Guide To Dataturks – The Human-in-the-Loop Data Annotation Platform

Dataturks makes Machine learning data annotation easier with its auto ML features and Human-in-The -Loop interactions. This AI startup was founded by Gajendra Dadheech and Mohan Gupta (both of them previously held executive positions in Flipkart) in 2018, initially headquartered in Bangalore, India and later acquired by Walmart Labs.

Dataturks makes Machine learning data annotation easier with its auto ML features and Human-in-The -Loop interactions. This AI startup was founded by Gajendra Dadheech and Mohan Gupta (both of them previously held executive positions in Flipkart) in 2018, initially headquartered in Bangalore, India and later acquired by Walmart Labs.

Dataturks allows companies, developers and researchers to upload their data which can be image, video or text and start the annotation process rapidly through their interface and help in enhancing the quality of datasets to be fed for training. Projects can be managed with team members or 3rd party outsourced annotators provided by the platform itself, which are then reviewed by a set of separate teams and generate real-time reports. Users can also access the pre-annotated datasets to auto-label or use them as per their use cases. Some open datasets have been made available on Kaggle.
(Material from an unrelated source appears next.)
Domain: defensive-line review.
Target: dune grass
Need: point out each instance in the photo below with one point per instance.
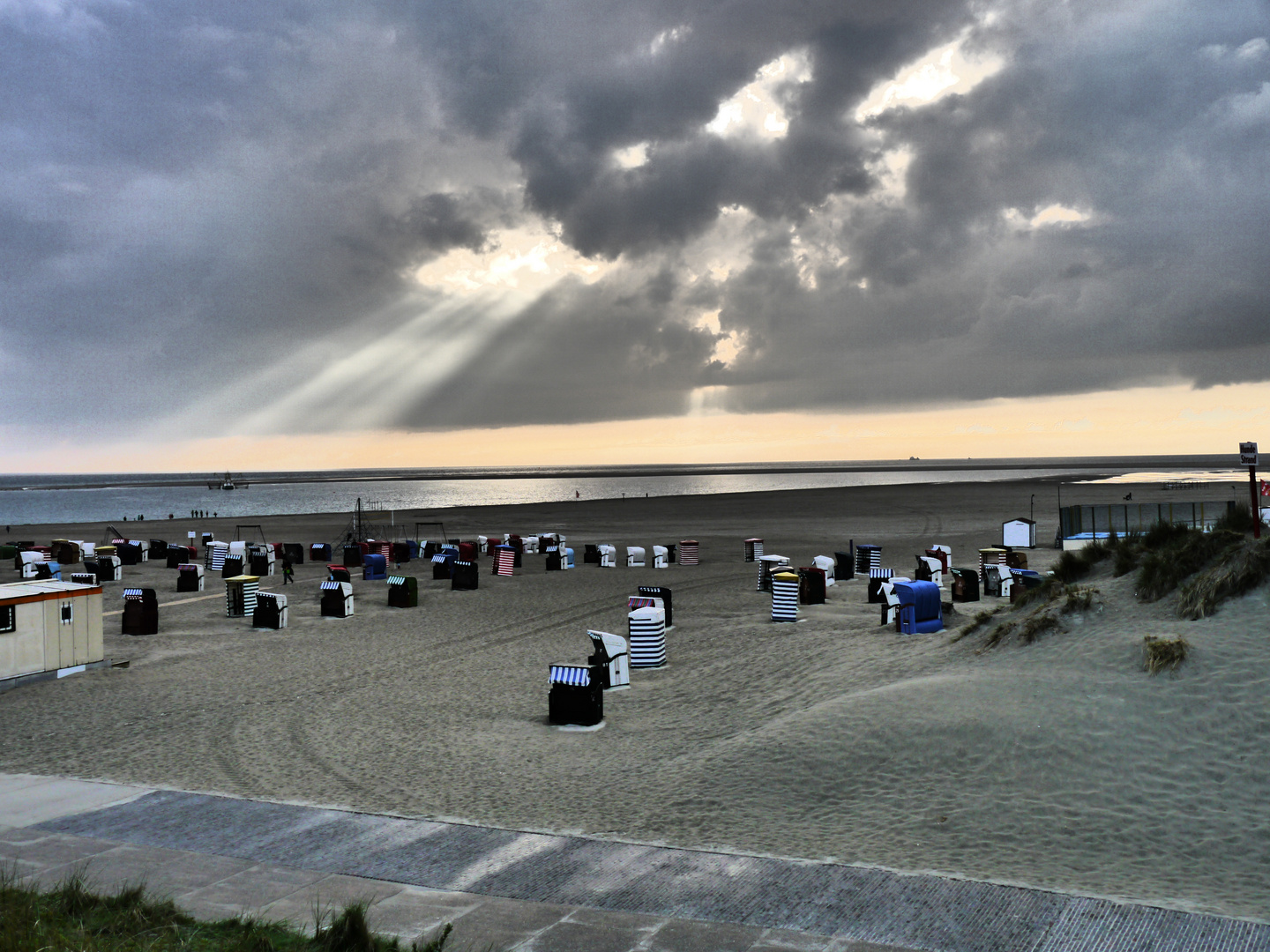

Dataturks claims to have achieved ten times better ROI(Region Of Interest) for data labelling.

Dataturks has made its platform fully open-sourced on GitHub. The cloud version of Dataturks provides end-to-end service to use platforms on the web, but there are certain situations where companies have to provide solutions internally. This is made possible by using docker which works fully offline yet has access to all kinds of services just as web. This version is supported in both Linux and Windows OS. A guide on the complete process has been provided in this blog.

Image and Video Annotation

Images can be uploaded in a zip file. The uploaded images will be stored on Dataturks servers. If the user wishes to download the results, then exported annotation will be shown on these URLs. Another way would be uploading a text file where each line in the file is a public URL of the image to be tagged. Dataturks will then show the images on the tool directly from these URLs. The available tools allow image classification and segmentation, object detection using polygons and bounding boxes, OCR. Export formats can be Pascal VOC or Tensorflow.

Image Classification

Object with Multiple Labels with Bounding boxes

Image Segmentation: Polygons

Text Annotation

Browsers do not support raw text data on PDF or Doc files and fail to work with special characters etc. in text files. Dataturks provides a Utility tool to convert all your files to raw text and also do necessary pre-processing to make text compatible on a web browser. The wide range of text annotation facilities available is Document Annotation(Pdf, Docs, CSV or any other text format), Sublabels, NER, PoS(Parts-of-Speech) Tagging, Text Classification, Text Summarization, Content Moderation. Export formats can be JSON, Standard NLP or Spacy format.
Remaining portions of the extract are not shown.